I have architected a project as follows:

asp.net mvc as back-end framework

angularjs as front-end framework

But I think the project is not readable and standard for example asp.net mvc has routing for managing url(s) and angularjs has another technique at client side (it use # at the end of url(s)).

Is it usual to use angularjs and asp.net mvc together?

Is there any restriction for choosing a back-end technology like Node.js with angularjs?

Could you send me a sample code that shows asp.net mvc and angularjs working together?

I know asp.net mvc has lots of feature for client side (html) like html.helpers and so on and i know angularjs has lots of feature on client side (html) like expressions ({{Property}}) , binding (ng-bind) and so on.

I'm confused.

How to match features of two frameworks together.

Our last web project use Angular on the client and MVC on the backend.

We used MVC for routing but used the location server for web params. So urls looked like

http://site/Customer/Edit/#12345 (12345 being the id) http://site/Customer/List (Returns a list of Customers)

etc

In the controller we have code like this to populate data

innerHttp = $http.get("Data" + $location.path());
innerHttp.success(function (innerResponse) {
    console.log("Form Data Loaded");
    $scope.entity = innerResponse.data || {};
}).error(function (data, status, headers, config) {
    $scope.addAlert('danger', 'Error loading form data (' + status.toString() + ')');
});

Notice how we get the ID from the location service.

Our control has a View to return the HTML form and a View that returns the Data, this one looks like

[Route("{type}/data/{id}")]
public ActionResult Data(string type, Guid id)
{
    return new JsonNetResult()
    {
        Formatting = Formatting.Indented,
        Data = DataBuilder.ReadData(type,id) 
    };
}

This approach does not give you a single page app, but it still separates pages from data and allows the client to cache the html, only json calls will need to be fresh so keeps bandwidth down and gets you into angular at the same time.

Hope this helps you.

Ideally you should use ASP.Net WebAPI for a rest service backend. For the frontend UI you would use Angularjs by itself with no dependencies on ASP.Net other than the WebAPI JSON over Rest service.

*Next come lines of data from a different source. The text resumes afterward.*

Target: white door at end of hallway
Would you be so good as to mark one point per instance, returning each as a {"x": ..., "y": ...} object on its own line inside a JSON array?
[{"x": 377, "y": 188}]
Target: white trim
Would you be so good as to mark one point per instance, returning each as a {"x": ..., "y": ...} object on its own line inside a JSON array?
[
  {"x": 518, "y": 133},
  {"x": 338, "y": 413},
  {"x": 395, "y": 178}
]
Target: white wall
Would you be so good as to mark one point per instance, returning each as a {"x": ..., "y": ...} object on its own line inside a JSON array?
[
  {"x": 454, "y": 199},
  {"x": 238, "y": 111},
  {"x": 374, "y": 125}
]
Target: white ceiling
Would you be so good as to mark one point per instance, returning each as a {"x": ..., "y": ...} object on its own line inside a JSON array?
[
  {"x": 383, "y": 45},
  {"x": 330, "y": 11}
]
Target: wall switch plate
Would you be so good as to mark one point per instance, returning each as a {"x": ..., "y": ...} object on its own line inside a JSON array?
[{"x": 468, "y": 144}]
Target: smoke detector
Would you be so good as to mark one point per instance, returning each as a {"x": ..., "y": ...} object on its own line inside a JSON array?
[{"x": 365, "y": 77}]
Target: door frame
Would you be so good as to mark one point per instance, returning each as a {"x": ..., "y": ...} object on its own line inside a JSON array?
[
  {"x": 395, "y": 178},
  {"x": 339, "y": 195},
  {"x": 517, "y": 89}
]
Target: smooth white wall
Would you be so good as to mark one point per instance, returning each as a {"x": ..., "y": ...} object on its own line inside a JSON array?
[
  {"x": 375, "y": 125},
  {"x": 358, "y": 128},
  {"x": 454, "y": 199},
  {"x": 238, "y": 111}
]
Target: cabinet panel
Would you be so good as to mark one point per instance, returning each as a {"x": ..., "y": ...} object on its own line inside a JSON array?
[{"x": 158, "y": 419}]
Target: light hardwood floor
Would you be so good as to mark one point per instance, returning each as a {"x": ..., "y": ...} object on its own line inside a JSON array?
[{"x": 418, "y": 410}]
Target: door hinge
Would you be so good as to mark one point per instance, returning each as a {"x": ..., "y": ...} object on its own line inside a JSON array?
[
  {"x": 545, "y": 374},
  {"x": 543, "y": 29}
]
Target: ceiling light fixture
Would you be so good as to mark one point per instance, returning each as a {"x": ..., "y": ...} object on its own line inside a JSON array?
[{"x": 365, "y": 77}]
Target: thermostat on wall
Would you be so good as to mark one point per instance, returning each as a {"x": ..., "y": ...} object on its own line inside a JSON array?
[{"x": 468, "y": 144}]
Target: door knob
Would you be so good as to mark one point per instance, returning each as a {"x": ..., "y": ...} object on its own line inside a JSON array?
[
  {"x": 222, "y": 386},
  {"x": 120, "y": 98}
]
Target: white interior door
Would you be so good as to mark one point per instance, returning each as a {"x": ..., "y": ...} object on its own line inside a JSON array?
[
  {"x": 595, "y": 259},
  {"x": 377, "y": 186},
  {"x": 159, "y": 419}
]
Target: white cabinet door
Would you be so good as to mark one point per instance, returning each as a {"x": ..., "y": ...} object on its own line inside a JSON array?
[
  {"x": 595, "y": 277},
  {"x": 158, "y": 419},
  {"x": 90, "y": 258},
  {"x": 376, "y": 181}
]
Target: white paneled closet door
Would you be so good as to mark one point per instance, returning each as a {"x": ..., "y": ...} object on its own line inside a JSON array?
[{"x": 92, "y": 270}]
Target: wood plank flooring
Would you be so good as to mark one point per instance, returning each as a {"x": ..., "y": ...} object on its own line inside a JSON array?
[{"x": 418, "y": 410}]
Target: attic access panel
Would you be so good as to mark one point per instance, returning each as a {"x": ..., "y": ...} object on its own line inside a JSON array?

You would not end up using a lot that ASP.Net MVC has to offer, but you would be left with a clear separation of the backend service layer and the frontend UI.

This will remove the possibility of needing to duplicate functionality in both ASP.Net MVC and AngularJS.

You're right that fundamentally ASP.NET MVC and AngularJS provide a lot of the same services, but executed at different layers of the stack. If you're building a single-page web application that is heavy on the client, then you won't end up using much of ASP.NET MVC's functionality except as perhaps an intermediate layer to get to your data. If you prefer more of a server-centered approach where you're actually navigating to different server URLs on each page, then you won't have as much Angular in your app.

Still, I too am building a new web app right now that uses both ASP.NET MVC and AngularJS, and mine is a single-page web app that is heavy on the client-side code. I don't think there's anything wrong with this approach, but in a sense I suppose it could be argued that ASP.NET MVC is a bit overkill for this design. Perhaps that is one of the reasons people gravitate toward Node.js.